Petitions challenging the Islamic practice of triple talaq and other Muslim personal laws will be heard by a five-judge Constitution bench of the Supreme Court May 11 onwards. The apex court referred the matter to the Constitution bench after rejecting Attorney General Mukul Rohatgi’s request that the petitions be heard before the summer vacations, ANI reported.

Rohatgi had argued that hearing this case during the court’s vacation – from May 11 to June 30 – would pose difficulties because the Constitution bench was due to hear two other cases then. Chief Justice JS Khehar dismissed his request saying the triple talaq debate was an “issue of grave importance”. “If we don’t come to a decision on it, the issue will be pending for years, and then don’t come blaming the judiciary,” he said, according to India Today.

On February 16, the Centre had submitted four questions seeking to determine the constitutional validity of the practice, as well as those of polygamy and nikah halala – all part of Muslim personal laws. “An important aspect of the issues projected is whether triple talaq is a fundamental trait of religion...If the answer to the question is affirmative, then the entire issue will have to be examined from a very different constitutional perspective,” the bench led by Chief Justice JS Khehar and justices NV Ramana and DY Chandrachud had observed.

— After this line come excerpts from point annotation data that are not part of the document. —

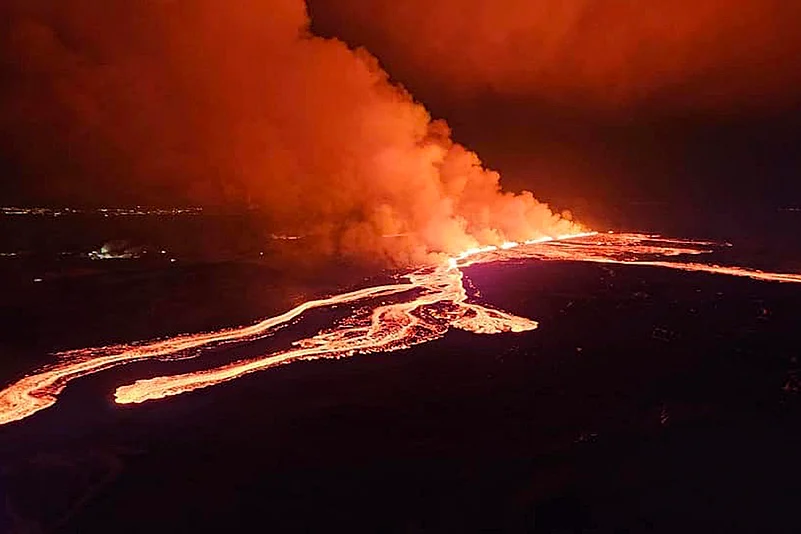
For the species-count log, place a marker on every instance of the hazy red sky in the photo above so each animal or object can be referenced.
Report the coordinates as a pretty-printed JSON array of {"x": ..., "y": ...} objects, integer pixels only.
[{"x": 587, "y": 102}]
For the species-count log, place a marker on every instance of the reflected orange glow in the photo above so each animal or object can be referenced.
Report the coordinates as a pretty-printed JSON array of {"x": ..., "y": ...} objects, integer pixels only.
[{"x": 424, "y": 308}]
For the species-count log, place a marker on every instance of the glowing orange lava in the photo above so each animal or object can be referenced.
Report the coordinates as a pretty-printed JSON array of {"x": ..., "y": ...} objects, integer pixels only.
[{"x": 432, "y": 301}]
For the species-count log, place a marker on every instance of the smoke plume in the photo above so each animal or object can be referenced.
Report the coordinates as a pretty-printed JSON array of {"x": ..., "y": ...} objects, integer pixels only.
[
  {"x": 237, "y": 102},
  {"x": 702, "y": 54}
]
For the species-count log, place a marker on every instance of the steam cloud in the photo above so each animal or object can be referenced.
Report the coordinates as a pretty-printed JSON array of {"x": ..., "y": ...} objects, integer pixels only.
[
  {"x": 238, "y": 102},
  {"x": 706, "y": 54}
]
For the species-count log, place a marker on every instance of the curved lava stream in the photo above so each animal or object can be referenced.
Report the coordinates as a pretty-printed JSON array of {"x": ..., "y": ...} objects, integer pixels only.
[{"x": 434, "y": 301}]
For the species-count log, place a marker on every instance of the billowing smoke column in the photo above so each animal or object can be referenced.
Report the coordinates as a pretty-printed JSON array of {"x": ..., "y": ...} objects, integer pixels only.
[
  {"x": 220, "y": 102},
  {"x": 707, "y": 54}
]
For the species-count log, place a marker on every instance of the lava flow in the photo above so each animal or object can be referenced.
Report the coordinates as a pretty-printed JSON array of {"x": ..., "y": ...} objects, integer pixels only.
[{"x": 423, "y": 309}]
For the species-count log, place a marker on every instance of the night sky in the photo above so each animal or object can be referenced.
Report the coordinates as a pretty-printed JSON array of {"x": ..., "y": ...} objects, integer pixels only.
[{"x": 596, "y": 106}]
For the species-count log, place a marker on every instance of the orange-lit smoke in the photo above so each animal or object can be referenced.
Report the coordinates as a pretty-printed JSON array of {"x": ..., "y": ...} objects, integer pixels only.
[
  {"x": 701, "y": 53},
  {"x": 237, "y": 102}
]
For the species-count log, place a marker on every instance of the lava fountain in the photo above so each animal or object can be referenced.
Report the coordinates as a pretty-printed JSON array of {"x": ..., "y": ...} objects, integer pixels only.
[{"x": 424, "y": 307}]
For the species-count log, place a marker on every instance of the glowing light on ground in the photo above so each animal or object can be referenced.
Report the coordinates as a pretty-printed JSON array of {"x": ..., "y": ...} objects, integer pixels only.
[{"x": 422, "y": 309}]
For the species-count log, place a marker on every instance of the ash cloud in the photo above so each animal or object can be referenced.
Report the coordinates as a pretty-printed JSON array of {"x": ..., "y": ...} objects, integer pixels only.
[
  {"x": 598, "y": 54},
  {"x": 238, "y": 103}
]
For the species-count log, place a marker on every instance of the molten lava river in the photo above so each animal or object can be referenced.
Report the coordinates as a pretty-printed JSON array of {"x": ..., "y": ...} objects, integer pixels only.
[{"x": 424, "y": 305}]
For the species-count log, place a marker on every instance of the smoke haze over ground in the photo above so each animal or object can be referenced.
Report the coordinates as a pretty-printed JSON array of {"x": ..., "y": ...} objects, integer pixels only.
[
  {"x": 685, "y": 109},
  {"x": 237, "y": 103}
]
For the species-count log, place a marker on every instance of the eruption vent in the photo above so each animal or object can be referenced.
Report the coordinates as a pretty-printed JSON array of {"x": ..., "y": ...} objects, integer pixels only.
[{"x": 237, "y": 102}]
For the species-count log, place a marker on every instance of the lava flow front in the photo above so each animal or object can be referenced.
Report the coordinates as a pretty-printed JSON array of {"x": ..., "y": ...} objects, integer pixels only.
[{"x": 431, "y": 301}]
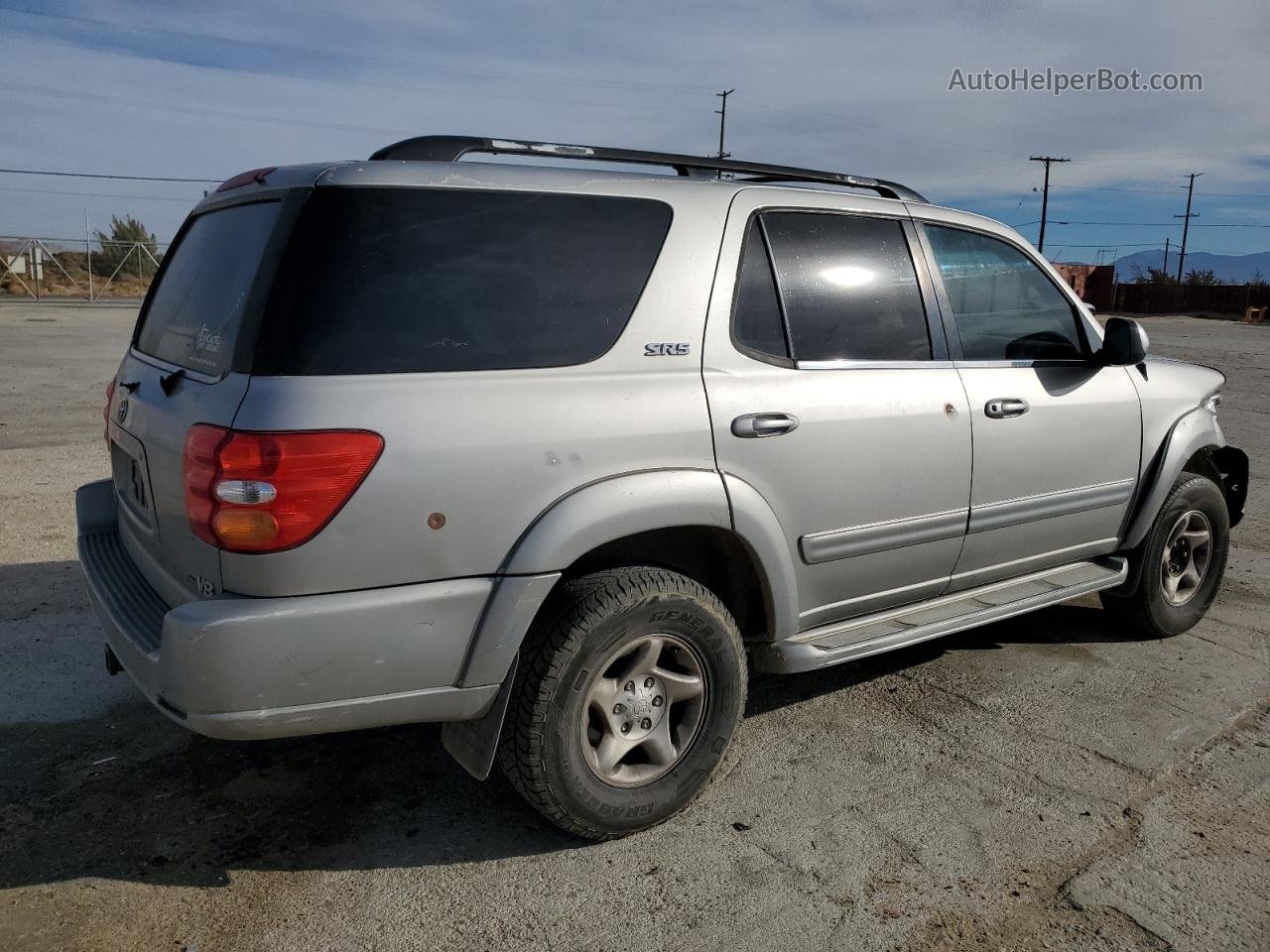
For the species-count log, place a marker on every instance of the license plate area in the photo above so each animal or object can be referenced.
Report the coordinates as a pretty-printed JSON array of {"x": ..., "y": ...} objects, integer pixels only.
[{"x": 132, "y": 483}]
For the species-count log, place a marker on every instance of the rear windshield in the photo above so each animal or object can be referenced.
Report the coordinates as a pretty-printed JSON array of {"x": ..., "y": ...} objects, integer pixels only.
[
  {"x": 193, "y": 315},
  {"x": 400, "y": 281}
]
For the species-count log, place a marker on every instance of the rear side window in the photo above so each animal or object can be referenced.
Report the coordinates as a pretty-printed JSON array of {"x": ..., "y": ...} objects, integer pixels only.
[
  {"x": 848, "y": 287},
  {"x": 403, "y": 281},
  {"x": 194, "y": 312},
  {"x": 757, "y": 325},
  {"x": 1005, "y": 306}
]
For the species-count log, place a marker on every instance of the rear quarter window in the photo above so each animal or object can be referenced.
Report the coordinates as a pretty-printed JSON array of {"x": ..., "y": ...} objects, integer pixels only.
[
  {"x": 405, "y": 281},
  {"x": 194, "y": 313}
]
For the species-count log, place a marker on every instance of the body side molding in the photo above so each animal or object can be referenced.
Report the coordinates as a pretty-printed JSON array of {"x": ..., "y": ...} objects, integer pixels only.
[
  {"x": 1014, "y": 512},
  {"x": 880, "y": 536}
]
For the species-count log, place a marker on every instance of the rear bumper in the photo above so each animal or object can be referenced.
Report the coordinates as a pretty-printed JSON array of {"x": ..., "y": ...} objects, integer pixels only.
[{"x": 278, "y": 666}]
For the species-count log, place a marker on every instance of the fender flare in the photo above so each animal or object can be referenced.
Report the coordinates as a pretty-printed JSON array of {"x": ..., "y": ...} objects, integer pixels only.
[
  {"x": 1192, "y": 433},
  {"x": 611, "y": 509},
  {"x": 572, "y": 526},
  {"x": 758, "y": 529}
]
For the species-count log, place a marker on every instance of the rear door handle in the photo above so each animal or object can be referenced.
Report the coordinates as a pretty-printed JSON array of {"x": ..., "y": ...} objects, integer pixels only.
[
  {"x": 1001, "y": 408},
  {"x": 752, "y": 425}
]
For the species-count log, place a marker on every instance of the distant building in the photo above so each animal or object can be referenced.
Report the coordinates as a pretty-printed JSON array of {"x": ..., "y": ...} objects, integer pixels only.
[{"x": 1092, "y": 284}]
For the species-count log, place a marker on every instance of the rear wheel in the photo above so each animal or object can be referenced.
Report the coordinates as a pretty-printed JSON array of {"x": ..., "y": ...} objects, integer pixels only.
[
  {"x": 629, "y": 694},
  {"x": 1180, "y": 563}
]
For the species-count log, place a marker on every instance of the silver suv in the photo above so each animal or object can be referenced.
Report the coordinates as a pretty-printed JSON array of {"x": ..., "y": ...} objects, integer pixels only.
[{"x": 557, "y": 456}]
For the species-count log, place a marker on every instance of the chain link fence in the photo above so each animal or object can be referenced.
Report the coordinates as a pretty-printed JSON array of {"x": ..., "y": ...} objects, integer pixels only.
[{"x": 68, "y": 270}]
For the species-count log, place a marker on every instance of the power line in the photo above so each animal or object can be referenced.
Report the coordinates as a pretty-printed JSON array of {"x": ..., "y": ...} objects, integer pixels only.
[
  {"x": 94, "y": 176},
  {"x": 1044, "y": 197},
  {"x": 1159, "y": 191},
  {"x": 149, "y": 31},
  {"x": 99, "y": 194}
]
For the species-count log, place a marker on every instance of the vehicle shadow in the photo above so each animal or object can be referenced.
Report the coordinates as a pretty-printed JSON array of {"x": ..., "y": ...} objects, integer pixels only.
[{"x": 125, "y": 793}]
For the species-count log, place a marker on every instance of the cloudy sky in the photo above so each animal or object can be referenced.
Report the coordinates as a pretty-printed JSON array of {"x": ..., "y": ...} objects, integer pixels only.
[{"x": 181, "y": 90}]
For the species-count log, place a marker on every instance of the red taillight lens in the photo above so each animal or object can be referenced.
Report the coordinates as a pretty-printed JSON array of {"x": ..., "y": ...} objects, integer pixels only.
[
  {"x": 270, "y": 492},
  {"x": 105, "y": 413}
]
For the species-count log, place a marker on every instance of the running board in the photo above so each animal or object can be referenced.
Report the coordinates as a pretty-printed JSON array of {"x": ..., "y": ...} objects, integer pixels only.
[{"x": 898, "y": 627}]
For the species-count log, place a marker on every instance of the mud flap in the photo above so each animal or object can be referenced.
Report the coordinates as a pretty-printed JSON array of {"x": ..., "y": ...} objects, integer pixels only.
[{"x": 474, "y": 744}]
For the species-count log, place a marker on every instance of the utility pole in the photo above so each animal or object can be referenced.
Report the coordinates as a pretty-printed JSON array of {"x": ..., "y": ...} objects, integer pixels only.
[
  {"x": 722, "y": 121},
  {"x": 1044, "y": 195},
  {"x": 1191, "y": 190}
]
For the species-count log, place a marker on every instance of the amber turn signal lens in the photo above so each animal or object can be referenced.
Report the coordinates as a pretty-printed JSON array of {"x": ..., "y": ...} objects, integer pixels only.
[{"x": 244, "y": 529}]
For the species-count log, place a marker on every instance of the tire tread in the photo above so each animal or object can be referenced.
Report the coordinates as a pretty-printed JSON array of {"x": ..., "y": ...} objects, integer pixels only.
[{"x": 561, "y": 635}]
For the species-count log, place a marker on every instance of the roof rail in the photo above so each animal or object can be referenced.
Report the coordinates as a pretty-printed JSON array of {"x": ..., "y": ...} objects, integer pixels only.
[{"x": 449, "y": 149}]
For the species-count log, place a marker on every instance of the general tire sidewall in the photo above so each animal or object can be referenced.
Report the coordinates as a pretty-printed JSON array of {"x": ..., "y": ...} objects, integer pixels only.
[
  {"x": 1203, "y": 495},
  {"x": 610, "y": 807}
]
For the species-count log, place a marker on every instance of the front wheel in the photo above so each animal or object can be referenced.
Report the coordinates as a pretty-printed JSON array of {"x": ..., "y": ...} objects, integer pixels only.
[
  {"x": 1180, "y": 563},
  {"x": 629, "y": 694}
]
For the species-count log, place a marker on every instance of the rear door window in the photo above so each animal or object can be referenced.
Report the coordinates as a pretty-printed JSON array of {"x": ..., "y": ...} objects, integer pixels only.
[
  {"x": 757, "y": 325},
  {"x": 407, "y": 281},
  {"x": 848, "y": 287},
  {"x": 195, "y": 309},
  {"x": 1005, "y": 307}
]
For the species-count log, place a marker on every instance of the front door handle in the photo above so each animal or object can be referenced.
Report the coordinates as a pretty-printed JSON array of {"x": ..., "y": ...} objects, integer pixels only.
[
  {"x": 1001, "y": 408},
  {"x": 752, "y": 425}
]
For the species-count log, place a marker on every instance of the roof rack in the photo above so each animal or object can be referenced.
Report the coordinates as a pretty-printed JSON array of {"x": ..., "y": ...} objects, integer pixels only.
[{"x": 449, "y": 149}]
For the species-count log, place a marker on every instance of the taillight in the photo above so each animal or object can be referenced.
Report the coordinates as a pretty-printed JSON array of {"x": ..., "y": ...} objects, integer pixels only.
[
  {"x": 105, "y": 413},
  {"x": 270, "y": 492}
]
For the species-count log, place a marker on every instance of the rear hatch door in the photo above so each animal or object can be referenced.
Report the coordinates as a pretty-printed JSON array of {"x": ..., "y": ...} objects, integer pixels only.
[{"x": 189, "y": 363}]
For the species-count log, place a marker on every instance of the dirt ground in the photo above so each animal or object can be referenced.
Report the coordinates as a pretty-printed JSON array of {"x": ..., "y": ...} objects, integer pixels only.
[{"x": 1044, "y": 782}]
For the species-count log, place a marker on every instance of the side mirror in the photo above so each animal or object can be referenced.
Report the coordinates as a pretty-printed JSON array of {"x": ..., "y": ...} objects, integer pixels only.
[{"x": 1124, "y": 343}]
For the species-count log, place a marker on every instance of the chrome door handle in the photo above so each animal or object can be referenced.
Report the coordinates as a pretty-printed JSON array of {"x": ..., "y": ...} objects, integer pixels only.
[
  {"x": 1002, "y": 408},
  {"x": 752, "y": 425}
]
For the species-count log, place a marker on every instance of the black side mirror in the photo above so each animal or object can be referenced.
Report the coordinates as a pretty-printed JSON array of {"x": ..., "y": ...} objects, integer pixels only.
[{"x": 1124, "y": 343}]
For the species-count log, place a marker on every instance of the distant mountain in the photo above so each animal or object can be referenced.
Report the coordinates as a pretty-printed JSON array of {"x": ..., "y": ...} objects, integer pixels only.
[{"x": 1232, "y": 270}]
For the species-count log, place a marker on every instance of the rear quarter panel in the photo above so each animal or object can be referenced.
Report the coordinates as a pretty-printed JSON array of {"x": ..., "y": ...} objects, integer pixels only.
[{"x": 492, "y": 451}]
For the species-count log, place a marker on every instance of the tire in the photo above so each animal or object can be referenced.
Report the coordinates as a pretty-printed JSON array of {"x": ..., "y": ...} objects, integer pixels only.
[
  {"x": 595, "y": 638},
  {"x": 1147, "y": 607}
]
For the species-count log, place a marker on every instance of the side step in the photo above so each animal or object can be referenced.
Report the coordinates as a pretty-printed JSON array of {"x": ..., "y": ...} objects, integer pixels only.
[{"x": 898, "y": 627}]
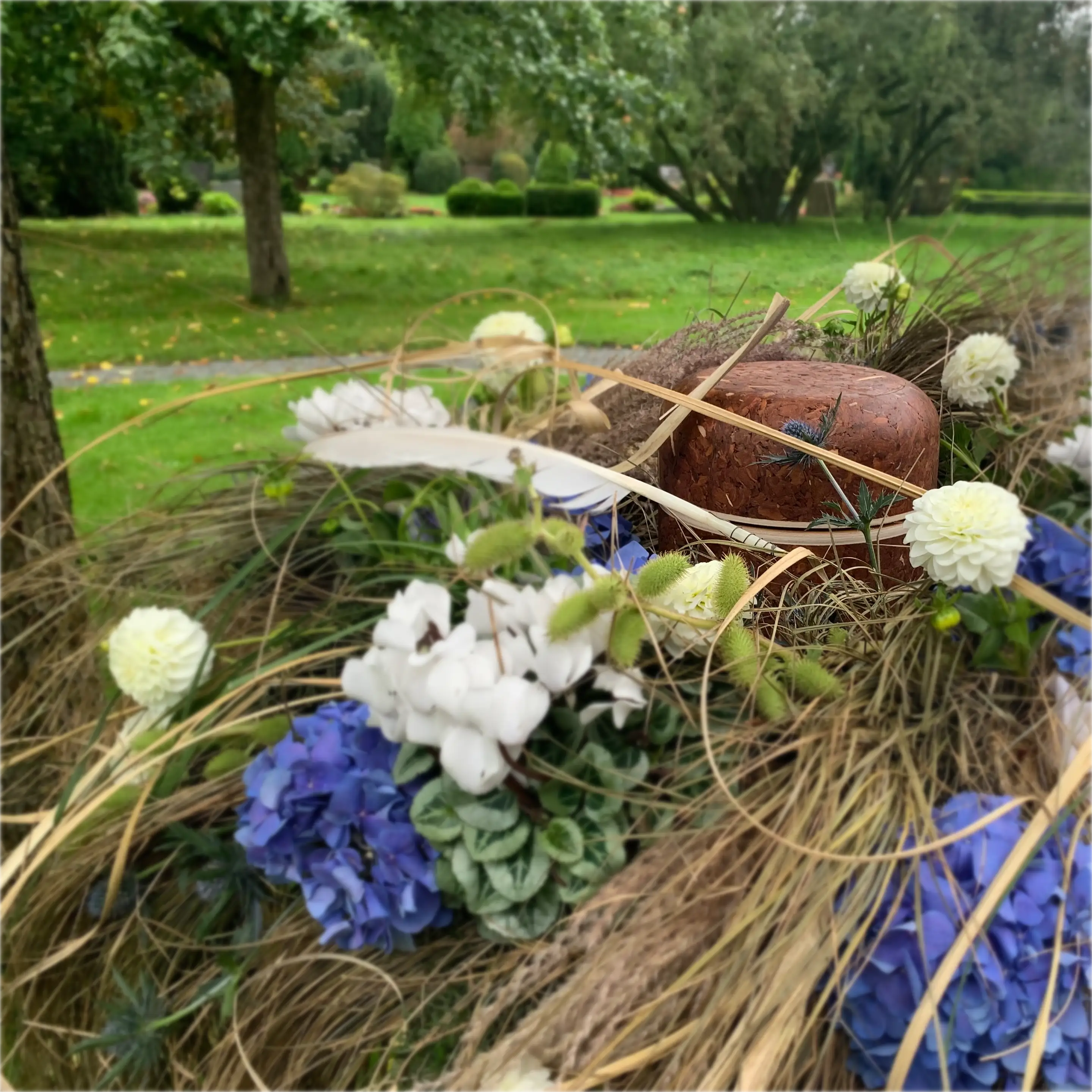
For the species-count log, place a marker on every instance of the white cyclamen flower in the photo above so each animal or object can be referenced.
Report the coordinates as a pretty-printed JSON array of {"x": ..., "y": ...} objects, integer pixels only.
[
  {"x": 971, "y": 533},
  {"x": 354, "y": 405},
  {"x": 1074, "y": 451},
  {"x": 626, "y": 690},
  {"x": 527, "y": 1077},
  {"x": 869, "y": 286},
  {"x": 1074, "y": 714},
  {"x": 981, "y": 366},
  {"x": 158, "y": 656},
  {"x": 692, "y": 595}
]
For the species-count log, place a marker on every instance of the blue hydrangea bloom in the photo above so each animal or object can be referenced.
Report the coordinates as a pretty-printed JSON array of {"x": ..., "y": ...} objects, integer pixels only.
[
  {"x": 323, "y": 811},
  {"x": 1078, "y": 660},
  {"x": 1061, "y": 560},
  {"x": 990, "y": 1009}
]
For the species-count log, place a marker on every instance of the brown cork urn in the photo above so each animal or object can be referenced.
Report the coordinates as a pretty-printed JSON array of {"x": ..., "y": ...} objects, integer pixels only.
[{"x": 884, "y": 422}]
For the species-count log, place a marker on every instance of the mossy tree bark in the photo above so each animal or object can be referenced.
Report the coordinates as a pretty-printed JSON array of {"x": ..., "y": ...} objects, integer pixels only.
[
  {"x": 254, "y": 96},
  {"x": 30, "y": 448}
]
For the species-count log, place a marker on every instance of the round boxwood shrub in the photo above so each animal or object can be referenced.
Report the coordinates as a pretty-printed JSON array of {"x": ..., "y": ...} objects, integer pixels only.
[
  {"x": 178, "y": 194},
  {"x": 437, "y": 171},
  {"x": 219, "y": 205},
  {"x": 505, "y": 199},
  {"x": 513, "y": 166},
  {"x": 580, "y": 199},
  {"x": 463, "y": 197},
  {"x": 557, "y": 164}
]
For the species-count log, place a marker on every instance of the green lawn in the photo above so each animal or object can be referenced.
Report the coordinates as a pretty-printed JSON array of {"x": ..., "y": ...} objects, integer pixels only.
[{"x": 172, "y": 289}]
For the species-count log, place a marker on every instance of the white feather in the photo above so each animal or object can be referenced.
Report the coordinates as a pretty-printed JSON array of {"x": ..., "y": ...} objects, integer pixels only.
[{"x": 571, "y": 483}]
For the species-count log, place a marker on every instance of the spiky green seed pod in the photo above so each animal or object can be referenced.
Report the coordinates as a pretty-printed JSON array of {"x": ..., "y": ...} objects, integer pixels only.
[
  {"x": 571, "y": 615},
  {"x": 812, "y": 679},
  {"x": 497, "y": 545},
  {"x": 627, "y": 634},
  {"x": 564, "y": 538},
  {"x": 741, "y": 656},
  {"x": 770, "y": 701},
  {"x": 609, "y": 593},
  {"x": 660, "y": 575},
  {"x": 731, "y": 585}
]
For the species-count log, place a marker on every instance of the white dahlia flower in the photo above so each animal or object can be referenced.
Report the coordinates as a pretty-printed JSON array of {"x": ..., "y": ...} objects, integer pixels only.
[
  {"x": 980, "y": 366},
  {"x": 527, "y": 1077},
  {"x": 692, "y": 595},
  {"x": 507, "y": 325},
  {"x": 970, "y": 533},
  {"x": 354, "y": 405},
  {"x": 158, "y": 654},
  {"x": 871, "y": 286},
  {"x": 1074, "y": 451}
]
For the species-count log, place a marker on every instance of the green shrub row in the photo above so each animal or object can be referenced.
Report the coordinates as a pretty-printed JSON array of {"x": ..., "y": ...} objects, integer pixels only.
[
  {"x": 1018, "y": 204},
  {"x": 474, "y": 198}
]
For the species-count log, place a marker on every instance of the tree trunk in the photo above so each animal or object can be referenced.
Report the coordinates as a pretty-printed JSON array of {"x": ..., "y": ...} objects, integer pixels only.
[
  {"x": 254, "y": 96},
  {"x": 30, "y": 449}
]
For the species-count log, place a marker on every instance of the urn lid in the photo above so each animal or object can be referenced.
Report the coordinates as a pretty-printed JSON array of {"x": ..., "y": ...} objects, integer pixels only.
[{"x": 884, "y": 422}]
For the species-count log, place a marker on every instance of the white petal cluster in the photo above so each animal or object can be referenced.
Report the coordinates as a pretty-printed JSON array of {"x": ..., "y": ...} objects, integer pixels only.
[
  {"x": 693, "y": 595},
  {"x": 1074, "y": 714},
  {"x": 507, "y": 325},
  {"x": 479, "y": 689},
  {"x": 979, "y": 367},
  {"x": 970, "y": 533},
  {"x": 354, "y": 405},
  {"x": 869, "y": 286},
  {"x": 158, "y": 654},
  {"x": 526, "y": 1077},
  {"x": 1075, "y": 452}
]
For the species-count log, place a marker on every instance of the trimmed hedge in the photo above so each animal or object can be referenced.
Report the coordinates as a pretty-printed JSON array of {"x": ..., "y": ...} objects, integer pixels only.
[
  {"x": 1017, "y": 204},
  {"x": 580, "y": 199},
  {"x": 474, "y": 198}
]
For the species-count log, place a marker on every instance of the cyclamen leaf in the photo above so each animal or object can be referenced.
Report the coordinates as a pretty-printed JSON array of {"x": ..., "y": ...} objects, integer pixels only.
[
  {"x": 560, "y": 797},
  {"x": 563, "y": 841},
  {"x": 495, "y": 812},
  {"x": 433, "y": 816},
  {"x": 530, "y": 920},
  {"x": 412, "y": 763},
  {"x": 486, "y": 846},
  {"x": 521, "y": 876}
]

Rohatgi had framed the questions to help the court decide whether such personal laws can be blamed for being discriminatory against Muslim women under the Constitution, which stands for equality for all citizens. The Centre had sought to know whether marriage, divorce and inheritance can be regulated under the Constitution’s Article 13 instead of civil codes. Article 13 looks into laws that are inconsistent with or in derogation of fundamental rights.

After the counsel for the Muslim Personal Law Board called for a detailed hearing on the subject, the bench had requested all parties to frame questions, list their opinions with reasoning and case laws and submit their filings to the attorney general by March 30. In written submissions to the court on Monday, the board had stressed that the practices did not discriminate against women and were protected by the Constitutional right to practice and propagate one’s religion. It had opposed the petitions challenging them in the Supreme Court.

The Supreme Court has been hearing a number of petitions related to the triple talaq debate. On February 14, the bench had refused to club hearings on the Uniform Civil Code with those on Muslim personal laws, saying they were two separate subjects. On October 7, the Centre had taken an official stand against triple talaq and polygamy, telling the top court that gender equality was non-negotiable.